This one is by Wu Bin. Here you have a luohan
who is sitting on a kind of sedan chair. He’s got
these long fingernails that stretch around. He’s
got sagging skin from his age. His head has an interesting
shape to it. You know, these images were meant to
be fun and compelling and eye-catching, but they were
also sacred. This is one of the great treasures of the
Metropolitan Museum collection. It’s a woven tapestry and it’s
from the Yuan dynasty court. This is the time when the
Mongols are ruling China. Mongol emperors were great
devotees of Tibetan Buddhism, and this image depicts
Vajrabhairava, this wrathful deity.
He is an emanation of the bodhisattva of wisdom. Now
we know that this came out of the court in part
because of its scale and its craftsmanship, but also
because it features portraits of the donors. We
have portraits of Tugh Temür, the emperor of Wenzong
and his brother, Kusala. They later, they engaged in a
power struggle over succession and Kusala ended up dead.
Was probably killed by his brother. Their wives are
also pictured on the lower right hand. The wife of
Kusala also ended up dead under sketchy circumstances. ♪ [Music] ♪ [Chanting]>>>I’m standing in
front of the earliest piece in the exhibition, a
piece from the 520’s AD and it’s gilt bronze. It depicts
the Buddha of the future. This is the next
Buddha who is slated to appear in our world. The
Buddha Maitreya. And you see him standing here with
these flowing robes as he emerges essentially from
a, from a wall of flame. ♪ [Flute Music] ♪>>>So Daoist belief divided
the cosmos into three regions; land, sea, and sky. And
each of these regions was overseen by a very serious
looking figure such as this one you see here. This
is a ceramic piece dated 1482 with an inscription on the
rear. At the core of Daoist belief is not a particular deity
though, but this larger idea of the Dao itself. This is
this larger force that sort of connects all things. The
goal of practice is to harmonize with this larger force called
the Dao, rather than to seek the approval of any
particular deity per se. Here we have an entire gallery
devoted to these popular prints that were made to be hung in
the home. These are sometimes called New Year’s prints or door
gods. And these would be hung at strategic locations
throughout the house to sort of protect against evil forces
or to invite positive forces into the house. We also
even have some stove guards that were made to
be hung in the kitchen.
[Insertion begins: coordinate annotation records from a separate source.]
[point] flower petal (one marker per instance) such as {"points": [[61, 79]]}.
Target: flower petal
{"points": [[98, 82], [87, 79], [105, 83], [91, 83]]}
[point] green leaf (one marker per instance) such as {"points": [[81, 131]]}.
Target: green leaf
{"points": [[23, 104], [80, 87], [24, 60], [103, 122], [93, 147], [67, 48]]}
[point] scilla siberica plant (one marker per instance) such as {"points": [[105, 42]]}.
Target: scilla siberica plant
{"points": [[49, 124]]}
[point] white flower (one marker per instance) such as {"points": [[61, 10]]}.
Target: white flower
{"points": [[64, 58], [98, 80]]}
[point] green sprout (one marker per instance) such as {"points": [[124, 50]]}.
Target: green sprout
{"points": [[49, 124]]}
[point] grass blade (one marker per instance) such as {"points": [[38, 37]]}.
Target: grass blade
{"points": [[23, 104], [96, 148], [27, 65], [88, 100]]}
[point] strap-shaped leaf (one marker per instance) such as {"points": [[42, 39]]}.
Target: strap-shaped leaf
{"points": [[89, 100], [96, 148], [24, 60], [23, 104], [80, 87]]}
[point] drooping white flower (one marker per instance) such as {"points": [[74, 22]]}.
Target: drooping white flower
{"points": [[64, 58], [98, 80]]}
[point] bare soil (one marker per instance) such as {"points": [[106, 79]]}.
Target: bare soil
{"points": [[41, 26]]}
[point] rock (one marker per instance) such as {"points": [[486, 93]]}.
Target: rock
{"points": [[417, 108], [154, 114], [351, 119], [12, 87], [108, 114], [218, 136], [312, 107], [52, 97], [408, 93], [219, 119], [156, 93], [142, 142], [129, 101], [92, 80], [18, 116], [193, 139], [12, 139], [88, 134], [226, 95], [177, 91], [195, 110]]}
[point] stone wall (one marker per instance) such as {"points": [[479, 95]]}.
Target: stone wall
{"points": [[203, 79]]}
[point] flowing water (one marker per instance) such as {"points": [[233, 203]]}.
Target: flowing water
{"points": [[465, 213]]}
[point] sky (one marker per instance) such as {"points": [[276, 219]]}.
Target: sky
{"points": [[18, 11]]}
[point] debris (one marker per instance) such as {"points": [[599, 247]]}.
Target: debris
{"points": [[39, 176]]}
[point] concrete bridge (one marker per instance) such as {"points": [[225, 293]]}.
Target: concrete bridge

But here because we’ve
just looked at Guan Yu, a very lavish Imperial
painting of Guan Yu, this marshal figure, protector
figure, I wanted to show you this one, which is
done here in woodblock print, multiple colors. This is from
the early 20th century. You will often see still
these types of prints are used. The final gallery of the
exhibition is devoted to fantastic beasts, dragons,
and it may seem like a bit of a leap from Buddhism
through Daoism to dragons, but in fact, in pre-modern
China, in the belief system, dragons were a really important
force in the lives of people. They were connected to water.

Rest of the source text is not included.